Most of the time we perform we will be in tights, but occasionally we will perform in socks, in which case there is a specific type of Irish dance sock! Of course there is. It has a few names, Bobble, Popcorn, Poodle or Parade socks but it is all the same nubbly white sock. It is good to have a pair in case you ever need them. I ordered a couple of pairs with my shoes so that I could combine shipping. For the moment we have no shows requiring them so it is not truly necessary.
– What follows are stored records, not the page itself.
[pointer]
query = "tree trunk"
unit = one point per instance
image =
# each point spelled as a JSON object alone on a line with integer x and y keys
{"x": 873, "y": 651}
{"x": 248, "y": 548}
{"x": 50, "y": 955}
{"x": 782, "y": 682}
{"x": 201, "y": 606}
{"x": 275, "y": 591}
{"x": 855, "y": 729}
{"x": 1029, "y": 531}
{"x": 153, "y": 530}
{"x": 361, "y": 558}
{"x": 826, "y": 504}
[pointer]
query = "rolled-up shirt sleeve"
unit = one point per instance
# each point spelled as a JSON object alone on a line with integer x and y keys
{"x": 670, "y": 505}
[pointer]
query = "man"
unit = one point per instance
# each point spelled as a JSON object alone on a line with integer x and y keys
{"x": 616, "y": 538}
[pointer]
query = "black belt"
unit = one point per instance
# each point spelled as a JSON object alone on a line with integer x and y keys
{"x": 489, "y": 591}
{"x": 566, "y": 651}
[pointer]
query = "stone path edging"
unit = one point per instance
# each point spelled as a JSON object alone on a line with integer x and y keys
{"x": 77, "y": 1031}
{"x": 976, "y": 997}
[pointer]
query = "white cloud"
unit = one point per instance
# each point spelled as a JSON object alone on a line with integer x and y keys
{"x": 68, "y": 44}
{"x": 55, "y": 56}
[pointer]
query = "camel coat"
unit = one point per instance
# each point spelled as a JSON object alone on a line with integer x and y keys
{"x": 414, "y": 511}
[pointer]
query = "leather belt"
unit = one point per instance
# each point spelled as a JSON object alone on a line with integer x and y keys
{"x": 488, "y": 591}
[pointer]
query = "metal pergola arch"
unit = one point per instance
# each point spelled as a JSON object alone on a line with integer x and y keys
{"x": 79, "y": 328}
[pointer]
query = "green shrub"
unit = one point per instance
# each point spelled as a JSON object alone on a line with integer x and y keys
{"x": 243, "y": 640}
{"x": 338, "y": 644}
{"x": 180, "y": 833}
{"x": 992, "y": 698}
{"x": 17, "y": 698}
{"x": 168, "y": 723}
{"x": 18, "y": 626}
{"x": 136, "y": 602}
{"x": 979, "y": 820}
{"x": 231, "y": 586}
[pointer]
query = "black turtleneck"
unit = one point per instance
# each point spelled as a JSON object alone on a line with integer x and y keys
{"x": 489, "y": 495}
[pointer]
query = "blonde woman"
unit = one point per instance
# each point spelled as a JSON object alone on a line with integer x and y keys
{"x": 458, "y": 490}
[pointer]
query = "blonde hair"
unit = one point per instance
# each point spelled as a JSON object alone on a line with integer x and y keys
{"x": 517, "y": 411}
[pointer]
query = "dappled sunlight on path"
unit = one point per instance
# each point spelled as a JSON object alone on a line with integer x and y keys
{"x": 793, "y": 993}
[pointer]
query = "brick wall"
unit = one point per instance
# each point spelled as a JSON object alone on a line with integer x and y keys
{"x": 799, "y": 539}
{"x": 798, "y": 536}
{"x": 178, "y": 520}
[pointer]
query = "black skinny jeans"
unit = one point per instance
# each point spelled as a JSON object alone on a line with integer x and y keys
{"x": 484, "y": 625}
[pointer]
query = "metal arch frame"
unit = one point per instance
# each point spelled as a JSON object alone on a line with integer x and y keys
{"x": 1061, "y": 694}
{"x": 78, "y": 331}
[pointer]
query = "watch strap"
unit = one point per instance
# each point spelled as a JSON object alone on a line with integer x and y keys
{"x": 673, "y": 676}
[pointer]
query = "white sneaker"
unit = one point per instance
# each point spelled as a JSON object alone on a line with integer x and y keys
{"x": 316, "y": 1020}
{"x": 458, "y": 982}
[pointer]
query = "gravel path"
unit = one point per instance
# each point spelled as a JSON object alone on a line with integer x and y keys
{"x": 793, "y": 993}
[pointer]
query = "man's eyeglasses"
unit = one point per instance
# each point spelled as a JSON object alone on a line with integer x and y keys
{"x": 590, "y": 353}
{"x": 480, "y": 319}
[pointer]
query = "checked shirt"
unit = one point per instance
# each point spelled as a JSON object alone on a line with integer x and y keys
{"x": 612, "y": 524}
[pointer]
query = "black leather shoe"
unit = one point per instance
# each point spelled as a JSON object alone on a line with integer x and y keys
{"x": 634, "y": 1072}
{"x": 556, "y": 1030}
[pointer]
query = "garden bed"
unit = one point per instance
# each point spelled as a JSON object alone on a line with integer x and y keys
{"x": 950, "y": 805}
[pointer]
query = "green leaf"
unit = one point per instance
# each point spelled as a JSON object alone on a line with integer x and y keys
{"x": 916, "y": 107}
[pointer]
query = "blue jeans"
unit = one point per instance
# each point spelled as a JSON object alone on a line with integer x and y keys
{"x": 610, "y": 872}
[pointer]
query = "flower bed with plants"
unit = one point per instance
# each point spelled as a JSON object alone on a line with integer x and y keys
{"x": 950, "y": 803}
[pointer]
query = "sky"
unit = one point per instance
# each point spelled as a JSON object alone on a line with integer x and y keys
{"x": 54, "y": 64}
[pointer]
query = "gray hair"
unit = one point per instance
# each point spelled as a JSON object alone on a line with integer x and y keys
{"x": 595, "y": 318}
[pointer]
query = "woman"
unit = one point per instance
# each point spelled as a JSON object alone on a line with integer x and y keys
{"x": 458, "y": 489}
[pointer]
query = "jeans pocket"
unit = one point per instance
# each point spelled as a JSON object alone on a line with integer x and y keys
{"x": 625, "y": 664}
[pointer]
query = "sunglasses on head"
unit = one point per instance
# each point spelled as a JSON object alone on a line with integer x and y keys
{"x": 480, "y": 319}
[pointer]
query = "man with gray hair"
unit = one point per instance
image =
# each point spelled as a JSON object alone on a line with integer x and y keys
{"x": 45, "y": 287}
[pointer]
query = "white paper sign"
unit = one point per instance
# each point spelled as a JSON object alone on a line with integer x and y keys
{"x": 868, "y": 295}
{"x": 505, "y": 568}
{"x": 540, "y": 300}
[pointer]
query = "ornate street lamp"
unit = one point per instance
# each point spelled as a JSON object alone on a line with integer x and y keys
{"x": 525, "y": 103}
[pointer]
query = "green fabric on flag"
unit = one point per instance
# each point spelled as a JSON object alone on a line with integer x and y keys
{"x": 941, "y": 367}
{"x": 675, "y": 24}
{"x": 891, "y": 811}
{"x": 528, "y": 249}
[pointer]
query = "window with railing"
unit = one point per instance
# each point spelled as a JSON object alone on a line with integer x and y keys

The entire troupe is required to wear these specific black tights for all performances. Other tights that appear black actually have fewer or finer threads and they do show through. We have some performance photos which show us the problem that this truly is and therefore we now require this specific tight for maximum opacity. If you are between sizes please size up so that the tights will not need to stretch to the max to fit, which will reduce coverage.
120D Blackout Tights
Available at some Target stores or online here
Hard shoes are the Irish equivalent to tap shoes. They have leather uppers and fiberglass “taps” in the toe and heel. Hard shoes are expensive and many people wait to purchase these. Hard shoes are not quite as hard to size as soft shoes since you order them in your usual UK street size. I am a US 8M, I fit beautifully in a UK 6 Rutherford. Because you jump onto your toes in these, you don’t want your foot to be able to slide in the shoe and give you blisters, so ensure that you do not get a shoe that is too large. There is also a hot market for used hard shoes on ebay and you can often pick up a pair of lightly used shoes for a bargain if you watch carefully.
Most of us in the dance school wear the Rutherford brand. I absolutely love mine from the first moment I put them on. Flexible, extremely comfortable and never a blister. These are a great shoes.